While I was trying to choose a universe in which to write my weekly flash fiction for this fourth Fiction Friday, an idea involving several well-known fairy tales, and the motif of working with thread and cloth which is so much a part of the European tradition, sneaked up and took possession of my mind, and refused to go away.
 
So, rather than fight for space in one of my established worlds, I wrote down what I was thinking about, and thus today's Fiction Friday piece is a fairy tale crossover. It could well be a Legendbreakers story if I'm ever inspired to expand it -- our Princess du jour had to get this idea from somewhere, after all...
 
But in any case, here it is. Please enjoy.
 
*****
 
The Princess's mockingbird began to sing at precisely seven minutes past the hour of six in the morning, prompting that gracious lady to fumble under her bed and extract one small and dainty shoe, which she flung across the room to clatter off the mockingbird's cage. "Fi' mo' min's," she mumbled, subsiding back into sleep.
 
The mockingbird, choosing prudence over valor, waited eight minutes instead.
 
At the second repetition of the trilling song, the Princess groaned and sat up, her gray-blue eyes still clouded with the remnants of dreams. "Mornings," she muttered, pushing aside her bedcovers and heading for the washroom, her incredible mane of hair, as golden as wheat-straw in autumn, trailing along behind her. "Why do they have to start so early?"
 
From its cage, the mockingbird voiced a single tentative chirp, as if to say, You're a princess, aren't you? You could sleep as late as you like.
 
"Well, yes." The Princess splashed cool water on her face, then dipped a soft-bristled brush into a container of white powder. "But that's only if I want to stay in Mother Gothel's pretty tower forever, tied fast by my hair. Which I don't. Still, to escape it only to find myself mewed up in a larger prison, the sort called a palace, and chained there with a golden ring on my finger, is hardly an improvement. And if I take my Prince's offer, tempting as it is, that ring is the only gold I ever would see, for under the laws of our land, the goods of a wife, like the wife herself, belong solely to her husband..."
 
She began to apply the brush vigorously to her teeth, which effort the mockingbird aided with a little song to help her keep her time.
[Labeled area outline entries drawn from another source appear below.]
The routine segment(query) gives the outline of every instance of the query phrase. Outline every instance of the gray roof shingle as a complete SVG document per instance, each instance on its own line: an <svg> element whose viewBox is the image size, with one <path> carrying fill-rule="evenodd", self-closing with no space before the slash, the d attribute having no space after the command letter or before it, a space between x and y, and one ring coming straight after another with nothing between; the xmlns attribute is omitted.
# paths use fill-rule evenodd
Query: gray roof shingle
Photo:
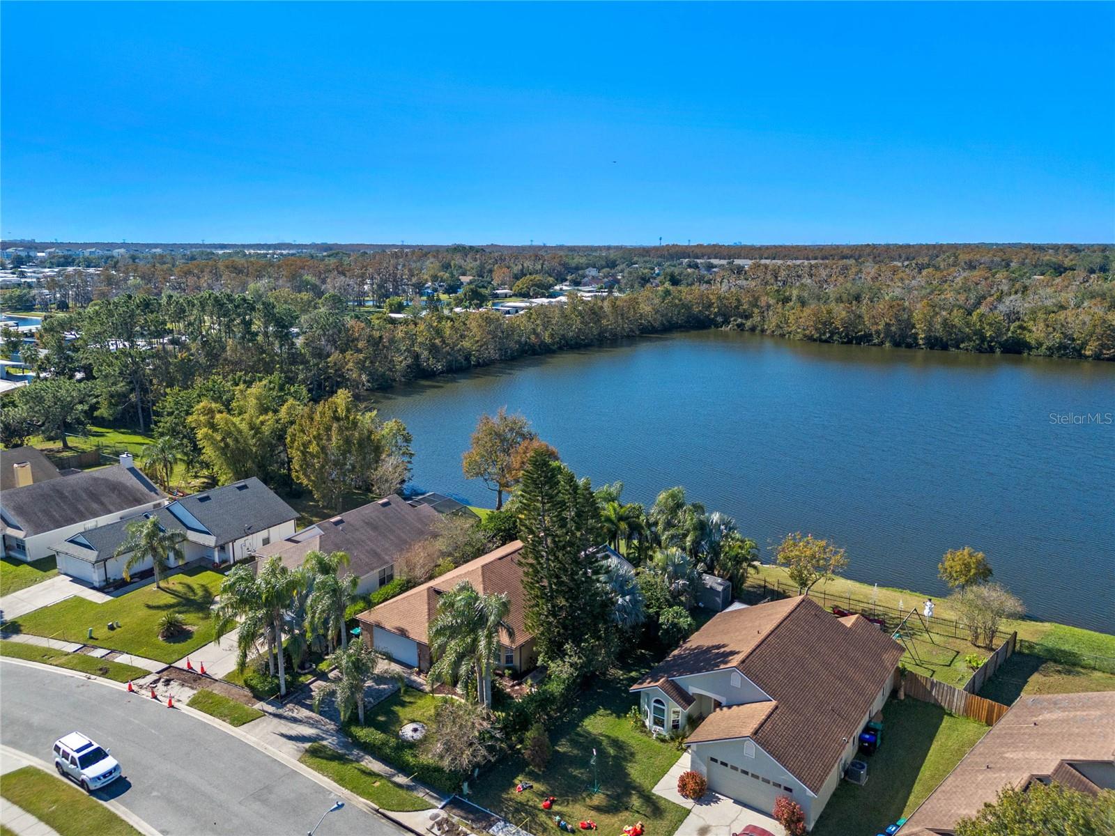
<svg viewBox="0 0 1115 836"><path fill-rule="evenodd" d="M61 476L58 468L40 450L33 447L17 447L12 450L0 450L0 490L16 488L16 470L18 464L26 461L31 466L31 483L57 479Z"/></svg>
<svg viewBox="0 0 1115 836"><path fill-rule="evenodd" d="M4 490L0 507L30 537L162 498L138 469L113 465Z"/></svg>
<svg viewBox="0 0 1115 836"><path fill-rule="evenodd" d="M298 513L254 476L171 504L190 512L216 537L216 545L298 519ZM248 526L245 529L244 526Z"/></svg>
<svg viewBox="0 0 1115 836"><path fill-rule="evenodd" d="M439 519L430 506L410 505L392 494L263 546L258 554L278 554L285 565L300 566L312 551L347 552L351 558L348 571L363 577L392 565L415 543L435 536Z"/></svg>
When the bird's last note had died away, the Princess spat into the basin, rinsed her mouth and spat again, and picked up her hairbrush with a sigh. "Start at the end," she murmured, "work up slowly, and try to keep as many intact as possible."
 
Half an hour later, the gargantuan task was finally finished, and the Princess cradled a double handful of long, silky hairs. "Into the basket with it," she said, suiting action to word. "And after I get dressed and have something to eat, off to the spinning wheel for me." She smiled. "Even if spinning straw into gold is a different story altogether. Fine ladies still pay good money for anything out of the ordinary, anything that will make them stand out in the crowd. And a spun thread of golden hair, embroidered in neat patterns on a silken cloth, and delivered directly to their chambers by a mockingbird courier..." She smiled at her feathered friend, who fluttered his wings in reply. "...is something very much out of the ordinary."
 
She wondered sometimes if her Prince had ever noticed that the ladder she was supposed to be weaving from his skeins of silk was taking a very long time to appear.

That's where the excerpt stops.